French symphony orchestra based in Paris

The Orchestre National de France (/fr/; ; abbr. ONF) is a French symphony orchestra based in Paris, founded in 1934. Placed under the administration of the French national radio (named Radio France since 1975), the ONF performs mainly in the Grand Auditorium at the Maison de la Radio et de la Musique (formerly known as Maison de la Radio) from where all its concerts are broadcast. Some concerts are also held in the Théâtre des Champs-Élysées, which was the previous main venue of the orchestra before the Auditorium was built.

== History ==
The orchestra has had the following names over its history:
- 1934–1945: Orchestre national (National Orchestra)
- 1945–1949: Orchestre national de la Radiodiffusion française (French Radio National Orchestra)
- 1949–1964: Orchestre national de la Radio-télévision française or Orchestre national de la RTF (French Radio and Television National Orchestra)
- 1964–1974: Orchestre national de l'Office de radiodiffusion-télévision française or Orchestre national de l'ORTF (National Orchestra of the French Radio and Television Office)
- 1975–present: Orchestre national de France

The orchestra was founded as the Orchestre national by decree on 18 February 1934, by the French minister of Posts Jean Mistler, as an ensemble of 80 musicians, with Désiré-Emile Inghelbrecht as musical director. The orchestra musicians were under exclusive engagements, prohibiting them to play with other orchestras such as the orchestra of the Paris Opera. Their first concert occurred at the Conservatoire de Paris on 13 March 1934. The main conductors in the orchestra's early years were Inghelbrecht, Roger Désormière and Eugène Bigot, as well as Inghelrecht's assistant conductor at the time, Manuel Rosenthal.

In 1939, half of the musicians were mobilized in the French army.

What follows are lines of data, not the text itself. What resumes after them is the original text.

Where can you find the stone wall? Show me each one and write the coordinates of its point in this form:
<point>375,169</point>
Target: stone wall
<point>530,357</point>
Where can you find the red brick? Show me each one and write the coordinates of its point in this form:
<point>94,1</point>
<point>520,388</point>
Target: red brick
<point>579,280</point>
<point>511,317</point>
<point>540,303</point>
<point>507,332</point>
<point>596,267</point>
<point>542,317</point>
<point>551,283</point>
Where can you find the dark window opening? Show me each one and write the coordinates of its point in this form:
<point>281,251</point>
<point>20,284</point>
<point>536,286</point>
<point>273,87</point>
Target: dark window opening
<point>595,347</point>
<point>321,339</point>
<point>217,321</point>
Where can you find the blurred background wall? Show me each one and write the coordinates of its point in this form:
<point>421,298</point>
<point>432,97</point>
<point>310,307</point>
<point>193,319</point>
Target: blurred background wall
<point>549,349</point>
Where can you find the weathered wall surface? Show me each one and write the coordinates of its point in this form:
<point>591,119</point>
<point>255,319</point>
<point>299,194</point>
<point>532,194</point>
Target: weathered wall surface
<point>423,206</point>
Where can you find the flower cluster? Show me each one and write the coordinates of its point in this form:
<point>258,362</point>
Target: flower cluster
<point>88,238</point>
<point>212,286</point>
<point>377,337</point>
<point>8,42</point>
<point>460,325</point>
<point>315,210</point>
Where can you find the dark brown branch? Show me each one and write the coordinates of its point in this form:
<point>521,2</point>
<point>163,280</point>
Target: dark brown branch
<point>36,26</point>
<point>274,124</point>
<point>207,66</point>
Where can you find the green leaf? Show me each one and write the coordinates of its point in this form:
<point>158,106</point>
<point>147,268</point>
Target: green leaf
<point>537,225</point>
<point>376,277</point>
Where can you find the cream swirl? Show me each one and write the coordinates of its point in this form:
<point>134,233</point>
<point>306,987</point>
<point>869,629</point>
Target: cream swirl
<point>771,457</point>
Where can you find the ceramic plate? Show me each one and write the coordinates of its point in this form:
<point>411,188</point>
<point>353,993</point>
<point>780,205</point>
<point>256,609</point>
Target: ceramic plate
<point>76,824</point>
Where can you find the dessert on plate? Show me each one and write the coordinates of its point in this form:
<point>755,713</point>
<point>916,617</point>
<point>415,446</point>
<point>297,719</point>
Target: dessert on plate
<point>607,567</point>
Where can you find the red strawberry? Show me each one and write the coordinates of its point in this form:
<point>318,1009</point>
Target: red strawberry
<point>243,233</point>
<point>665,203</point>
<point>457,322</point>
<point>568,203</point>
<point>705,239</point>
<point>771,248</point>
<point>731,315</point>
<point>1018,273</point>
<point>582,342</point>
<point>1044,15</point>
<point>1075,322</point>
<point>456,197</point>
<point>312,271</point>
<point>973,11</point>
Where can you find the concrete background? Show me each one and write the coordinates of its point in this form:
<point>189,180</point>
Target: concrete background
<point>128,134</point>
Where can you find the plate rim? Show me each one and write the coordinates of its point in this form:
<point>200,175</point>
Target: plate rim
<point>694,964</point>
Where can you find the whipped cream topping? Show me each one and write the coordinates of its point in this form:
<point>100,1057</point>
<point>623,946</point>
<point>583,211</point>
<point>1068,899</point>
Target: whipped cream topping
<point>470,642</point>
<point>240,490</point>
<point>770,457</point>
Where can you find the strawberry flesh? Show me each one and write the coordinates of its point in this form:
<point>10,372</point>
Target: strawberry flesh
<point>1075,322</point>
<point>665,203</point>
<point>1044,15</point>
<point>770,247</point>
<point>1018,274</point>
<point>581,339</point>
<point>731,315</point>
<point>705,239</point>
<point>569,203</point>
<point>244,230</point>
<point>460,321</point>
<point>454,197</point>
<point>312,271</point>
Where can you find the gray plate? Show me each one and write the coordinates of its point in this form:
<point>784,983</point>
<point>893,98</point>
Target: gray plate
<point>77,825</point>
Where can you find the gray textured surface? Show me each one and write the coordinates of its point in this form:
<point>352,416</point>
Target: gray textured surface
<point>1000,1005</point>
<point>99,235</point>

The other half of the orchestra settled in Rennes between 26 October 1939 and 16 June 1940, when bombings on the city forced the orchestra to be disbanded. The Vichy government then recreated the orchestra in March 1941. The orchestra was based in Marseille, without Jewish musicians, who were excluded (among them Clara Haskil's sister, the violinist Jeanne Haskil). The orchestra returned to Paris on 1 March 1943. Since 1944, the orchestra has been based in the Théâtre des Champs-Élysées in Paris, where it occasionally plays in the pit for opera productions.

After the Liberation of France, after examination of his role under the occupation, Inghelbrecht was replaced by Manuel Rosenthal as principal conductor. The orchestra was reorganized and placed under the responsibility of the national radio, the Radiodiffusion Nationale, which became Radiodiffusion Française on 23 March 1945. Further modifications to the French national radio organisation name were Radiodiffusion-Télévision Française (RTF) on 9 February 1949, then Office de radiodiffusion-télévision française on 27 June 1964, and finally Radio France on 1 January 1975. The name of the orchestra was progressively modified in accordance with these changes in organization.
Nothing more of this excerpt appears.